Ele levantou a mão e chupou dois dedos – os mesmos dedos que estavam dentro de mim.

Isso não deveria ser tão erótico. E não deveria me fazer querer arrancar a calça dele aqui, no meio das árvores, e mandar ele me foder de verdade.

Os olhos de Malric brilharam ainda mais.

— Minha.

Segurei o cós da sua calça. Ele riu de um jeito que era mais lobo que humano.

Eu não deveria estar fazendo isso.

Um assobio baixo fez eu me virar. Dois mercenários saíram do meio das árvores, na direção de onde eu tinha vindo. Keval e Orren.

Malric ficou tenso de uma vez.

— Estamos interrompendo alguma coisa? — Keval perguntou.

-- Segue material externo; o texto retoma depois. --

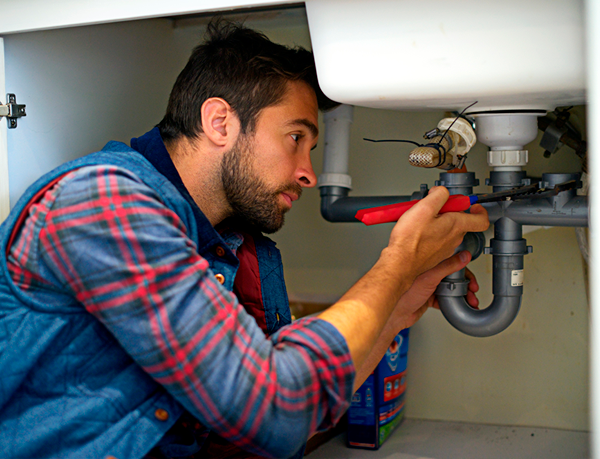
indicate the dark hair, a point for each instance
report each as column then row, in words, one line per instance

— De forma alguma — falei. — Eu só…

Malric ainda estava parado na minha frente, de costas para os mercenários e respirando fundo.

Lobisomem. Seis anos.

Ele não queria ser visto.

— Só estava apreciando a paisagem — completei.

Orren – o maior dos dois – parou na frente da pilha de rocha clara que tinha sido a criatura.

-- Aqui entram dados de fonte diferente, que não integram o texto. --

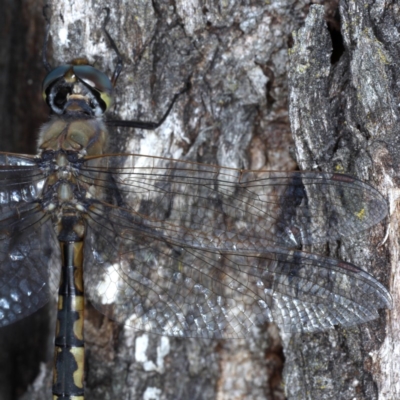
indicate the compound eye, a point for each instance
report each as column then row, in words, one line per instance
column 53, row 76
column 97, row 81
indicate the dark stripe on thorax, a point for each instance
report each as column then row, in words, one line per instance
column 69, row 352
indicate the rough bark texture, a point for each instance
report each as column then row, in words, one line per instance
column 236, row 114
column 344, row 117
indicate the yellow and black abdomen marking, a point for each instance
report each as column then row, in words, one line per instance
column 69, row 352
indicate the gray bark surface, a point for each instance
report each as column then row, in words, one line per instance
column 236, row 114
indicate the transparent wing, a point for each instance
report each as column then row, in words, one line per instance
column 27, row 241
column 278, row 208
column 185, row 291
column 194, row 250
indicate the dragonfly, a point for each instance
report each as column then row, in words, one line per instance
column 169, row 246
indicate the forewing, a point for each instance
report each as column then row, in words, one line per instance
column 232, row 208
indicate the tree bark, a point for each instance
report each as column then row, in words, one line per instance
column 236, row 114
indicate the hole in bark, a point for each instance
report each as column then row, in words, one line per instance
column 336, row 37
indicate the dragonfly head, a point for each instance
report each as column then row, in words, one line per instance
column 78, row 87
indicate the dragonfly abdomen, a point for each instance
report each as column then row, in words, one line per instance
column 69, row 343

— Na minha época isso tinha outro nome — ele falou.

Segurei o ombro de Malric. Essa tensão era um problema.

— E imagino que o nome seja “descobrir de onde essas criaturas vieram”, porque eu estou voltando para a cidade — avisei. — Para mim, já deu.

Os dois mercenários riram e encararam as costas de Malric.

— Vai arrumar alguma coisa mais confortável que uma árvore, vai — Keval completou.

Ri e puxei Malric para o meio das árvores. Orren ainda falou alguma coisa ser um absurdo eu estar me divertindo enquanto eles iam ter que limpar restos de criaturas mágicas, mas não respondi.

Malric continuou tenso até estarmos longe dos mercenários, quase saindo do meio das árvores.

Lobisomem. Ele era um lobisomem.

Não, isso era o de menos. Ele estava vivo. E estava bem.

E tinha passado seis anos sem mandar um aviso que fosse.

— Nara… — ele começou.

O lobo ainda estava na voz dele.

Encarei Malric.

— Se quiser desaparecer de novo, essa é a hora — avisei.

Ele sorriu.

Golpe baixo. Baixíssimo.

— O que eu quero é alguma coisa mais confortável que uma árvore.